Allies on Campus
Even though the social and cultural climate in the United States, and Northampton, Massachusetts, towards African Americans was not always positive, African American women did have their allies on campus.
In the early 1900s Julia Caverno, a professor of Greek, assisted women of color with living arrangments. She opened her home to Otelia Cromwell and Carrie Lee while the students found long-term housing of their own.
Members of the religious organizations on campus during the civil rights movement of the 1950s and 1960s found ways to contribute to improving race relations through a program called INTERRACE, which provided tutoring and scholarships to African American high school students and assistance with preparation of college applications.
A number of Smith undergraduates went to the South to register African American voters during the 1960s. They even held their own protest in downtown Northampton during the 1960 elections relating to African American voting rights.

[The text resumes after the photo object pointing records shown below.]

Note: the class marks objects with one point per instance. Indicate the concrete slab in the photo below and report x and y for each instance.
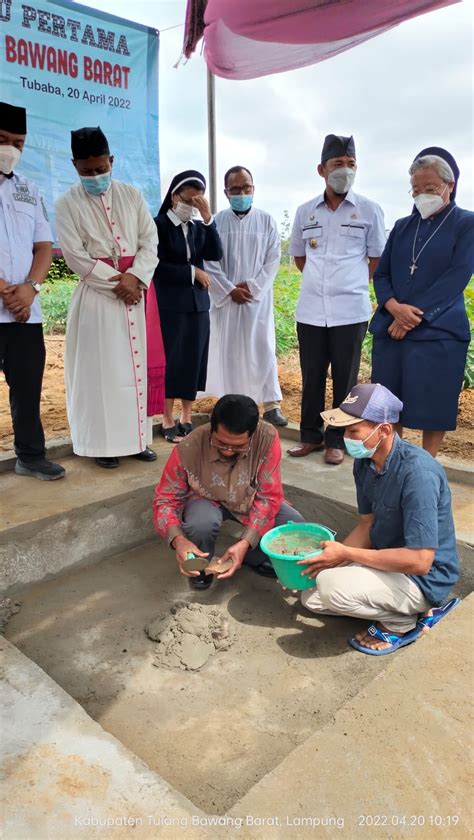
(65, 777)
(211, 734)
(394, 762)
(92, 513)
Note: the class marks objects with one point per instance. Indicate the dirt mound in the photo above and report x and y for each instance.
(187, 635)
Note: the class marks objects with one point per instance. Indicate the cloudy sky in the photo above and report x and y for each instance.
(397, 93)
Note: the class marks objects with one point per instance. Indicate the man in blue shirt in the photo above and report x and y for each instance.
(400, 560)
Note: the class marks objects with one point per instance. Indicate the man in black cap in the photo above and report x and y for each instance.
(25, 258)
(337, 240)
(108, 237)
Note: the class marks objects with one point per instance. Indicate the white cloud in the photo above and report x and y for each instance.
(397, 93)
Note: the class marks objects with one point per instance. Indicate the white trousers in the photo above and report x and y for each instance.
(389, 597)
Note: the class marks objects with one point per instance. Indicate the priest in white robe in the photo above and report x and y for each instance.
(242, 357)
(108, 237)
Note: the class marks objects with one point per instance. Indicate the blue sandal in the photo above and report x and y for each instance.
(393, 639)
(426, 622)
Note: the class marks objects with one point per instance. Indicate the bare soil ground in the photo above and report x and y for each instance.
(458, 445)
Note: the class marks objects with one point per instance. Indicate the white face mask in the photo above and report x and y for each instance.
(9, 157)
(427, 205)
(341, 180)
(184, 211)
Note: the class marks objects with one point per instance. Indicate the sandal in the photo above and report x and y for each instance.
(426, 622)
(171, 434)
(393, 639)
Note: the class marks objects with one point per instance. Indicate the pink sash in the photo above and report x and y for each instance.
(154, 344)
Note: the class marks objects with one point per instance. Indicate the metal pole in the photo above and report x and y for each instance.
(211, 138)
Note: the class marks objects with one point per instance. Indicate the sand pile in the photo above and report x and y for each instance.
(187, 635)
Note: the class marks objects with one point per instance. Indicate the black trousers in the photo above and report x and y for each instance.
(22, 357)
(320, 347)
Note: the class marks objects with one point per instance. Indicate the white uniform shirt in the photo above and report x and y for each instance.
(23, 221)
(336, 244)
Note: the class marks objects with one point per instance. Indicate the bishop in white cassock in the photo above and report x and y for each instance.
(106, 231)
(242, 356)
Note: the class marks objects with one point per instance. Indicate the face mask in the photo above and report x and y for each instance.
(96, 184)
(341, 180)
(427, 204)
(241, 203)
(357, 448)
(9, 157)
(184, 211)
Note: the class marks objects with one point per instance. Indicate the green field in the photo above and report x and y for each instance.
(60, 285)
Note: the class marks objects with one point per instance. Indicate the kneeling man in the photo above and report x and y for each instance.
(399, 564)
(227, 469)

President Thomas C. Mendenhall was aware of the small number of students of color at Smith and as early as 1961 sought ways to increase their numbers. He wrote a letter to a recently graduated African American alumna, asking how Smith could encourage more southern African American women like herself to apply. While we have no evidence in the College Archives that she replied, it is important to note that the College was thinking about increasing the number of women of color on campus.
Smith College Director of Admission Jane Sehmann wrote this letter to the student newspaper in reply to an earlier student letter asking why "is there so obvious an omission of Negro students on our campus?" The College also participated in an "Ivy League Talent Search" where Smith along with other Ivy League institutions joined in a concerted effort to increase their number of minority students.